At a modular level the application contains:

  • /collect: Contains library with functions to make calls to the regulations.gov API, data pipeline to run nightly chronjobs to collect newly posted data, and SQL files to create the tables that comprise our Postgres database.
  • /nlp: Models to generate representative comments, topic modeling, and sentiment analysis. Also holds scripts to run NLP jobs upon new data intake, along with updating the results of the analysis within the database.
  • /regulations: Django backend hosting CivicLens. Models, views, and endpoints live here.
  • /templates: HTML for the website's pages, along with layouts and other HTML objects (navigational bars, footers).
  • /tests: Main testing suite for data intake, updating databases, NLP models, and helper functions.
  • /utils: Miscellaneous collection of helper functions and constants.
  • /website: Django project folder containing settings.py and other admin code.

Data Intake and Flow

With the rulemaking and comment process maintained by regulations.gov, CivicLens relies entirely on this API for its data intake. How data is collected, stored, and processed for analysis is diagrammed below.

graph LR
  A[regulations.gov API] --> |Nightly Chronjob| B[ETL];
  B --> C{Postgres Database};
  C ----> |New Comment Text| D[NLP Analysis];
  D --> C;
  C ----> |Document Data + Analysis| E[Django]
  E --> F[CivicLens.com];

Data is pulled nightly (via chronjob) from regulations.gov.
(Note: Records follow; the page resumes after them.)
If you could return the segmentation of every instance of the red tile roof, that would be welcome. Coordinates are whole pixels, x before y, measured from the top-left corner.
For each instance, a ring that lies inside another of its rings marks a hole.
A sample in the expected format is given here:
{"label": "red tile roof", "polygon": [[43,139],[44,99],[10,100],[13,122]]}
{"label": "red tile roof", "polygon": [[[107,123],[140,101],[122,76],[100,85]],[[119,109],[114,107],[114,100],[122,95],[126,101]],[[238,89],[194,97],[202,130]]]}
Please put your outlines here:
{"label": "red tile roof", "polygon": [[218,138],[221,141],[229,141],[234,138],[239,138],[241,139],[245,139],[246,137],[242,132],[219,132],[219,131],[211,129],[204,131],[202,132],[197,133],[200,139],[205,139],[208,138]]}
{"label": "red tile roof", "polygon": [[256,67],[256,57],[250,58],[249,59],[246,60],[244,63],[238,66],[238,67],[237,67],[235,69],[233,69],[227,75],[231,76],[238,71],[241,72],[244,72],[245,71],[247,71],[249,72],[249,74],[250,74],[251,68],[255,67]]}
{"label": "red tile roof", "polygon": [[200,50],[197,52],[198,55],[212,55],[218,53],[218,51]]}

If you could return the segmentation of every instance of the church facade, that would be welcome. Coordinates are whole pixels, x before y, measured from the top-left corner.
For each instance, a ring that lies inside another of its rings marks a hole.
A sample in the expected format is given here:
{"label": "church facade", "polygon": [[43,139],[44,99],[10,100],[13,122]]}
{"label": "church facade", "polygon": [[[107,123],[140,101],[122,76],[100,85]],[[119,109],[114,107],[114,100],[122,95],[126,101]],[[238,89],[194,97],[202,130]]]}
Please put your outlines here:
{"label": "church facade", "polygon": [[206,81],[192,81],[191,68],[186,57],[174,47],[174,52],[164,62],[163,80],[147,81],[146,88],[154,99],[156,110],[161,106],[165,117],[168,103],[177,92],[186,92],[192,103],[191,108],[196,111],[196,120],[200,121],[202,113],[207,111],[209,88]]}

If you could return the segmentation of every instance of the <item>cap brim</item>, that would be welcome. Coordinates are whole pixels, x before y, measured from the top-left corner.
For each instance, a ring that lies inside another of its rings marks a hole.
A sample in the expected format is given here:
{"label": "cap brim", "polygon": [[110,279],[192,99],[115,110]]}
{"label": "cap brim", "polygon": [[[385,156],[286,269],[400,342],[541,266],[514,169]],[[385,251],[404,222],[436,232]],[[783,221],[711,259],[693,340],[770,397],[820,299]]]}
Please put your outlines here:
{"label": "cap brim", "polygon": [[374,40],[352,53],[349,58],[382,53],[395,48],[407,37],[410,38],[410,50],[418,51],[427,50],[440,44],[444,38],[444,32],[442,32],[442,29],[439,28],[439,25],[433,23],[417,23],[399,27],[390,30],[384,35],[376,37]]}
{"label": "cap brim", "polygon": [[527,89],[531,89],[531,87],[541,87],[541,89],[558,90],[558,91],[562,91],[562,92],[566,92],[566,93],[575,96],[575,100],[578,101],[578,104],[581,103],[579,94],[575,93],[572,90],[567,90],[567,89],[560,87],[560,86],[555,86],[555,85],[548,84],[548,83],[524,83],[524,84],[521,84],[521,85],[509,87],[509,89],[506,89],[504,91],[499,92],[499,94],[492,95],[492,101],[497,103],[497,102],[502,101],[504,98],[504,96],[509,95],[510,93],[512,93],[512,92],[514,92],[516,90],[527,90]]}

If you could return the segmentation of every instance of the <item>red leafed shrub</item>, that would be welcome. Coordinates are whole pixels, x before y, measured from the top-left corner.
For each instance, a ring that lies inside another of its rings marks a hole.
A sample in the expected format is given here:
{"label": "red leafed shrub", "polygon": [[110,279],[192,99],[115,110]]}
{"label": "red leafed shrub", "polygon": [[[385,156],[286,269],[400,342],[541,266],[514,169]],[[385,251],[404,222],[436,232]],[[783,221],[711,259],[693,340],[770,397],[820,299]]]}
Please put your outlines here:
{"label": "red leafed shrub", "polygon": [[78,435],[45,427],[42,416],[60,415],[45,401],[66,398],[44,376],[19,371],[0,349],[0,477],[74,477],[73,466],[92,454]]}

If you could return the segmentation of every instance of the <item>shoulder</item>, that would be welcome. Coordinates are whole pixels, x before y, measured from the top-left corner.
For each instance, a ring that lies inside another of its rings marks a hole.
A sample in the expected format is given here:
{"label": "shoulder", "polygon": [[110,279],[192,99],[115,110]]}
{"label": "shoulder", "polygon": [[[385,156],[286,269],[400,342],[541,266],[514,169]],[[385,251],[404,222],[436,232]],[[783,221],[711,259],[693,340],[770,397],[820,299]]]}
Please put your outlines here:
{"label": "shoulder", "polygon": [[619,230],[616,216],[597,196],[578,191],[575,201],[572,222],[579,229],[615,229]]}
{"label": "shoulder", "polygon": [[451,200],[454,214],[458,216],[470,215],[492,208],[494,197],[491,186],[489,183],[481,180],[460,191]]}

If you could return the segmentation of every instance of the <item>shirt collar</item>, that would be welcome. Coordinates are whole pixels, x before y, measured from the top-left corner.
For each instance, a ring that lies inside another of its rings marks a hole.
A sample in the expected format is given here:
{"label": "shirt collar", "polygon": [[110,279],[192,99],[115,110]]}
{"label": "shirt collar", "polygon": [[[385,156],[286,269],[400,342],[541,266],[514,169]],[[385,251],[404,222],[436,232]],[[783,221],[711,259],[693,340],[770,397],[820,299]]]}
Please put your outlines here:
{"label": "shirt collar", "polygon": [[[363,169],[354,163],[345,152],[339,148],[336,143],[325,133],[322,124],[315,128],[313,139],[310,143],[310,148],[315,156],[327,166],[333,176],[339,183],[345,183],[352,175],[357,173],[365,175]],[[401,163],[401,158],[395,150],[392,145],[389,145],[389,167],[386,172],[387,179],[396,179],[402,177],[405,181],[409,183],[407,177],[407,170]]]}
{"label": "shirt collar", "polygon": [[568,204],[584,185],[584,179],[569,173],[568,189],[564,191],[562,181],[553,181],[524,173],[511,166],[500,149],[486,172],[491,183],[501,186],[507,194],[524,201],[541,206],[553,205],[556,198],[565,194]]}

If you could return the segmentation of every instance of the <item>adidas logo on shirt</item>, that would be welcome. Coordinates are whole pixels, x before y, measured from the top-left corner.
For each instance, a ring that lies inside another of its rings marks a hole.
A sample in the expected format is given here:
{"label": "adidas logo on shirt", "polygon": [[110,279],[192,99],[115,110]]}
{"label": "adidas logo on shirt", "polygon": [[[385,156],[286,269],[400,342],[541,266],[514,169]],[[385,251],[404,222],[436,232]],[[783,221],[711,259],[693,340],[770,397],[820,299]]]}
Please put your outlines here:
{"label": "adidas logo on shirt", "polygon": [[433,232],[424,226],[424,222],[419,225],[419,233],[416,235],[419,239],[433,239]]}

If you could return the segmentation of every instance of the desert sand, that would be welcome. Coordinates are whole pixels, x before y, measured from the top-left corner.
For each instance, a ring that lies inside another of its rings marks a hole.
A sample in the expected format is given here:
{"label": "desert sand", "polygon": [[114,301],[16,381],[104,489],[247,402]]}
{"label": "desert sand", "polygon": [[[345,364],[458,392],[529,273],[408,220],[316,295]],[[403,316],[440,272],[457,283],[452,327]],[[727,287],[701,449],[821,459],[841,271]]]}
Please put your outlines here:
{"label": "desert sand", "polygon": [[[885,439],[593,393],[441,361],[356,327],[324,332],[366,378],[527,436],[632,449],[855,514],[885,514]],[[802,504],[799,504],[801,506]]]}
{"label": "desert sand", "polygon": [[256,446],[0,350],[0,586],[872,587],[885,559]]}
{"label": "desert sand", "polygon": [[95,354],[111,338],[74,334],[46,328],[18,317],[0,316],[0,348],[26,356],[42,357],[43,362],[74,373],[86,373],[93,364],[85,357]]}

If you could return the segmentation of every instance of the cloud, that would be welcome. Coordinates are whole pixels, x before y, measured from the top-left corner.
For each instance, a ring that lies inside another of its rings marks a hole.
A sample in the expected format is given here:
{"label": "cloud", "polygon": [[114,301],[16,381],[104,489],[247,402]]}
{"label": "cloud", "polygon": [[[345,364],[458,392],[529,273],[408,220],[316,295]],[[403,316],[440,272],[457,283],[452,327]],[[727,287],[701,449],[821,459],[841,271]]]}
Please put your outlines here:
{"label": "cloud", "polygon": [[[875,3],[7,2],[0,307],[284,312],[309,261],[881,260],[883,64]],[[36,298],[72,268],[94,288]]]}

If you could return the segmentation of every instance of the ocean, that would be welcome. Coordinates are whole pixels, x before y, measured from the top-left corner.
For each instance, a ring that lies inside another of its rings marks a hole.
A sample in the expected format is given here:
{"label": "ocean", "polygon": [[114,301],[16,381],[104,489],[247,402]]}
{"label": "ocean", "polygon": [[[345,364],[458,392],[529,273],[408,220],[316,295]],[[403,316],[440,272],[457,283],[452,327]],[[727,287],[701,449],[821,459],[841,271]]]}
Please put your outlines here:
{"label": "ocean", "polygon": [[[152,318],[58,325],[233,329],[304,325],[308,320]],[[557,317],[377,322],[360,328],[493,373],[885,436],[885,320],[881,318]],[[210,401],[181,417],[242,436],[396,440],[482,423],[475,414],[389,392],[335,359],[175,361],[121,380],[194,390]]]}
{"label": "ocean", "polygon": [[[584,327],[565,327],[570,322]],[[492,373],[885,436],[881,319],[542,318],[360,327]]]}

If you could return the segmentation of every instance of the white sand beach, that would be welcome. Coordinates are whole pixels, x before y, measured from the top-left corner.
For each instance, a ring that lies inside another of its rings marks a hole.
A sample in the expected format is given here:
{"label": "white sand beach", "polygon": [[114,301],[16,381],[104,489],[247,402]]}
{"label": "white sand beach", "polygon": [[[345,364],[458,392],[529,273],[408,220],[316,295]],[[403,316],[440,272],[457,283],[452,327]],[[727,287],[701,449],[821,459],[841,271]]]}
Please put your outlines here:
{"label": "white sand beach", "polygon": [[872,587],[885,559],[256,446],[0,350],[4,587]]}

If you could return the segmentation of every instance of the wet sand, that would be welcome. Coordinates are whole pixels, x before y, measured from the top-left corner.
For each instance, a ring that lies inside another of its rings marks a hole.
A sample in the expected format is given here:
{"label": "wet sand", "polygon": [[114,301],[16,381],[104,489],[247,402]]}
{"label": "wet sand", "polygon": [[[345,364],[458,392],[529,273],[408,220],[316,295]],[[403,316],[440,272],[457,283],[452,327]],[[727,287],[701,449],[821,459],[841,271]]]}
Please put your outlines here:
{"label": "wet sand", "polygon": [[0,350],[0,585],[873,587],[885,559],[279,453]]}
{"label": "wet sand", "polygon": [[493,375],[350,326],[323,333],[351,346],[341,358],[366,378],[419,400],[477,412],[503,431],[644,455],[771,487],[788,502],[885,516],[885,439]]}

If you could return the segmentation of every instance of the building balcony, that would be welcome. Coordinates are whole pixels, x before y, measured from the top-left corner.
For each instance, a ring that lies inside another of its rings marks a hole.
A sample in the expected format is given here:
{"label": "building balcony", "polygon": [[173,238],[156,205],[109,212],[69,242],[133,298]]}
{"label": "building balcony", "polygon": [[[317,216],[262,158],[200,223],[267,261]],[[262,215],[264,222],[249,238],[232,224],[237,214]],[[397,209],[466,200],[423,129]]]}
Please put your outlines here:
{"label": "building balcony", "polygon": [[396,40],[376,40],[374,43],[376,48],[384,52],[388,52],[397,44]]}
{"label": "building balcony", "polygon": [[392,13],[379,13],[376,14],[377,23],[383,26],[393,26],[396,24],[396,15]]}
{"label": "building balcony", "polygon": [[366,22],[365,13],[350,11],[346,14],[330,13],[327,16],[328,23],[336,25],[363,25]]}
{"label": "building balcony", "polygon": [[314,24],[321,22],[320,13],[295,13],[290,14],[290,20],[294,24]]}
Information on dockets, documents, and comments is collected and stored in a Postgres database (more information on fields can be found in Models). After metadata and comment text from the API is stored, if a sufficient number of new comments are collected a secondary job is triggered to run an NLP analysis of the comment text. This job produces representative comments, plain English document titles, and topic and sentiment analysis describing the comments. These outputs are then seperately uploaded to our database.